5. Obligations of the Company upon
Termination. (a) Good Reason; Other Than for
Cause, Death or Disability. If, during the
Employment Period, the Company or Parent
shall terminate the Executive's employment
other than for Cause, death or Disability or
the Executive shall terminate employment for
Good Reason:
(i) the Company shall pay to the Executive
in a lump sum in cash within 30 days after
the Date of Termination the aggregate of the
following amounts:
A. (1) the Executive's Annual Base Salary
through the Date of Termination to the
extent not theretofore paid ("Accrued
Salary"), (2) the benefits described in
Section 3(b)(xi) hereof and (3) any benefits
to which the Executive is entitled under the
terms and conditions of any applicable
employee benefits plan, program or agreement
(collectively, subclause (1)-(3) shall be
referred to as the "Accrued Obligations");
and
B. a lump sum amount equal to the greater
of (x) the severance under the severance
policy applicable to similarly situated
executives of the Company, as in effect from
time to time, and (y) the sum of the
Executive's Annual Base Salary and the
Annual Bonus amount set forth in Section
3(b)(iii); and
C. a pro-rata portion of the Annual Bonus
payable to the Executive under Section
3(b)(iii), which shall be determined by
multiplying such bonus by a fraction, the
numerator of which is the number of days in
the calendar year in which the Executive's
date of termination occurs which have
elapsed prior to such date of termination
and the denominator of which is 365; and
D. outplacement services for the duration
and of the nature described in Section
8(c)(v) of the Prior Employment Agreement;
and
(ii) to the extent granted prior to the
Date of Termination, the 2001 Service Awards
shall vest immediately.
(b) Death.
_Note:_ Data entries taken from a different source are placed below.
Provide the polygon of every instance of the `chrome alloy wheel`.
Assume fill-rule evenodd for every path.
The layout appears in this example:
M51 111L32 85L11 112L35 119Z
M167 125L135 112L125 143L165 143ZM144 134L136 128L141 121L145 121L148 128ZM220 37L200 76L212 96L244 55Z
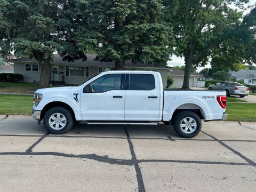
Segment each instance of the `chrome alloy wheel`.
M181 130L185 133L192 133L196 129L196 121L192 117L184 118L180 123Z
M55 130L60 130L66 126L67 119L62 114L57 113L50 117L49 122L51 127Z

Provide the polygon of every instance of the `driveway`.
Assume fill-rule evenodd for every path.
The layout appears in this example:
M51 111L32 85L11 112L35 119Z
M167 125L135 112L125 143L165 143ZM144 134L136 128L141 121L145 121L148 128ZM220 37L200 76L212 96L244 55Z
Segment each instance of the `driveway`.
M0 116L0 119L4 116ZM49 134L29 116L0 121L1 191L255 191L256 125L77 124Z

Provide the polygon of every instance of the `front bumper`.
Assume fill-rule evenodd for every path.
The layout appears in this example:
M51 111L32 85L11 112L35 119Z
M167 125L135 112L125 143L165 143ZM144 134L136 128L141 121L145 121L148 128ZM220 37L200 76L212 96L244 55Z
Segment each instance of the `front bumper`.
M32 109L32 115L35 119L41 120L41 111Z
M223 113L223 116L222 116L222 118L221 120L222 121L225 121L228 119L228 113Z

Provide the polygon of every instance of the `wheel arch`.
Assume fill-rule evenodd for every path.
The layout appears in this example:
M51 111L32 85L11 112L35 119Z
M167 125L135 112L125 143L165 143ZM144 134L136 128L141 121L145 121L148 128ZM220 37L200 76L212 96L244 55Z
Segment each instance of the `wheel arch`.
M43 108L40 115L40 120L42 121L44 118L44 116L48 110L54 107L62 107L66 108L71 112L74 119L76 119L75 112L68 104L61 101L52 101L47 103Z
M199 105L193 103L185 103L179 106L174 110L172 118L171 119L171 124L173 124L173 119L178 113L183 111L189 111L196 114L201 119L205 118L205 114L203 108Z

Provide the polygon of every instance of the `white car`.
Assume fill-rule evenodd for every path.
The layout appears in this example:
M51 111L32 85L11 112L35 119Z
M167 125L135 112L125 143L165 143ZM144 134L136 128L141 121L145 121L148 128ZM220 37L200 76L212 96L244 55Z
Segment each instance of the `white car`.
M165 90L158 72L109 71L78 86L42 89L32 113L49 132L68 131L74 121L87 124L172 124L192 138L205 121L226 119L224 91Z

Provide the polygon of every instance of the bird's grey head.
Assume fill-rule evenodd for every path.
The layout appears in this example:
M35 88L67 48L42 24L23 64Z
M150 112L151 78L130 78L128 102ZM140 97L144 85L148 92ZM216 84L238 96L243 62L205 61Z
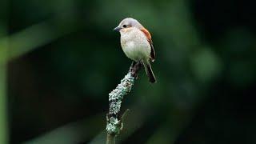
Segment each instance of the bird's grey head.
M132 18L126 18L121 21L119 25L116 28L114 28L114 30L119 31L122 29L129 27L136 27L138 29L143 28L142 25L140 24L136 19Z

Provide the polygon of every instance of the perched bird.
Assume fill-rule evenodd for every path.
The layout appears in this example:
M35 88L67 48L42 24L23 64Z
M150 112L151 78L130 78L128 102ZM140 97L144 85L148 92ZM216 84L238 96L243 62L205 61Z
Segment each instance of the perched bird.
M145 67L150 82L154 83L150 62L155 59L155 52L151 40L150 33L136 19L126 18L114 29L121 34L121 46L126 55Z

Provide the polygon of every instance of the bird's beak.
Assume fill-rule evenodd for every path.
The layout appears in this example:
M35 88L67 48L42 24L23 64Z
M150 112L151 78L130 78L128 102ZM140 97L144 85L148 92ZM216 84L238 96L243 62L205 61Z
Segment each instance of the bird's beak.
M113 30L114 30L114 31L119 31L120 30L121 30L122 28L121 27L116 27L116 28L114 28Z

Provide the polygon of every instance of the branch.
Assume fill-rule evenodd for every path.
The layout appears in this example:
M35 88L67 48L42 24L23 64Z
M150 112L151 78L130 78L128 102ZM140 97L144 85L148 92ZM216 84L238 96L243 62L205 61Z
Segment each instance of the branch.
M106 114L106 144L114 144L115 137L122 130L123 118L126 117L128 110L120 117L122 100L131 90L141 67L140 62L133 62L128 74L121 80L121 83L109 94L110 110Z

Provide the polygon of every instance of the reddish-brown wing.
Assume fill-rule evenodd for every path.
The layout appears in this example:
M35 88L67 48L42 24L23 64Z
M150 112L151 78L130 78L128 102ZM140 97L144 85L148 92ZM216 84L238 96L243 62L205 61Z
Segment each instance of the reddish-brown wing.
M147 38L147 41L150 44L150 47L151 47L150 60L151 60L151 62L154 62L155 60L155 52L154 52L154 46L153 46L153 42L152 42L152 39L151 39L151 34L149 32L149 30L147 30L145 28L142 28L141 30L145 34L146 37Z

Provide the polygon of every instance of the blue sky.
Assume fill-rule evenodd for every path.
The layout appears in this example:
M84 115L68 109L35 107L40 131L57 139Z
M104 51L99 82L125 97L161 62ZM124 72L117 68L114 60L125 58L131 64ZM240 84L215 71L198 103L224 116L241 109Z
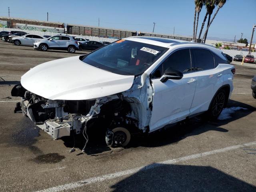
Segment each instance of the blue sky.
M194 11L194 0L122 1L1 0L0 16L49 20L103 27L191 36ZM214 13L215 10L214 11ZM200 15L201 27L206 13ZM234 40L241 38L250 41L256 24L256 0L227 0L211 25L208 37ZM256 42L256 32L253 42Z

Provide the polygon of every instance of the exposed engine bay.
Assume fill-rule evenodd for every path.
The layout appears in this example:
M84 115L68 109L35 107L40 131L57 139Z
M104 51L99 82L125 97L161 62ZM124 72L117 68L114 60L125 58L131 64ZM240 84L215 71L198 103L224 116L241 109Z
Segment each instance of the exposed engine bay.
M21 101L14 112L22 112L53 139L71 133L83 134L86 139L86 127L100 121L104 125L107 144L125 146L131 133L148 131L153 90L148 76L142 76L135 77L127 91L86 100L51 100L16 85L12 95Z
If the Executive's employment is
terminated by reason of the Executive's
death during the Employment Period, this
Agreement shall terminate without further
obligations to the Executive's legal
representatives under this Agreement, other
than the Accrued Obligations (to the extent
applicable upon the Executive's death).
Accrued Salary shall be paid to the
Executive's estate or beneficiary, as
applicable, in a lump sum in cash within 30
days of the Date of Termination. In
addition, (i) to the extent granted prior to
the Date of Termination, all of the 2001
Service Awards shall become fully vested
and, to the extent applicable, exercisable
for the maximum period allowable under the
applicable plan for a termination due to
death and (ii) the Executive's estate shall
be entitled to the death benefits as in
effect on the date of the Executive's death
with respect to similarly situated
executives of the Company (including,
without limitation, any rights to
accelerated vesting and enhanced exercise
periods applicable in respect of any equity
awards made to the Executive in connection
with his employment after the Effective Date
(excluding the 2001 Service Awards, which
are addressed in subclause (i)) that are
generally available to similarly situated
executives of subsidiaries of Parent whose
employment has terminated for such reason
under the terms of the plan, program or
arrangement under which such awards have
been made (the "Equity Enhancements")).
(c) Disability. If the Executive's
employment is terminated by reason of the
Executive's Disability during the Employment
Period, this Agreement shall terminate
without further obligations to the
Executive, other than in respect of the
Accrued Obligations. Accrued
Salary shall be paid to the Executive in a lump
sum in cash within 30 days of the Date of Termination.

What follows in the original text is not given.